I'm addicted to superlatives, have been my entire life. I hate brussels sprouts, I love chocolate cake. Okay..this is hard, Marty. Ahem, "Good article. Nice." Ouch. It goes agains the grain not to say..GREAT, FANTASTIC! Here's a quote from Willa Cather:
"It was a painful period in which I overcame my florid, exaggerated, foamy-at-the-mouth, adjective-spree period. I knew even then it was a crime to write like I did, but I had to get the adjectives and the youthful fervor worked off."
So what you're saying is that most urgent thing we can do is to stop being urgent.

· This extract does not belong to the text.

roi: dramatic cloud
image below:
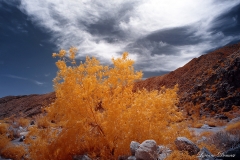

"If Dick Cheney isn't once in a lifetime, there is reason to doubt the existence of divine mercy."
Classic.
The media seems to think that they must sensationalize every story in order to compete with the oversensationalizing of the other stations in order to get us to watch. This is now the in mainstream and it's making people crazy with anxiety and stressing them out. We are ready to rip into anyone who does not agree with our opinion. My question to all is, how do we stop this mass hysteria train from exploding into violence? Maybe it has to in order for us to finally calm down, look around and realize that it's all going to be ok?
You are right, everyone is pretty stressed out. My recommendation is, everyone on the planet who is not at the moment engaged in delicate procedures should take a break at 4:20 PM tomorrow, and catch a really good buzz. I just did, and someone disagreeing with my opinion right now would mean exactly diddly squat to me, just like their own opinion would.
u have a new fan! Grimus
This is an absolutely superlatively written article. There can be no better! I'm thinking Pulitzer.
Good post and I agree, but that being said ......................Oh Wait, There's BREAKING NEWS on CNN, I'll be right back
Great post. The main stream media manipulators have learned that the ancient wiring of our nervous systems are most sensitive to any possible threats, so they pound away at us with stimulation of all types of "breaking" and "important" news and horrible crimes, etc. to be sure and get our attention. That way, the advertisers can do their own job
Even Huff Post does it with sensational headlines, but it is a lot better than the MSM at least.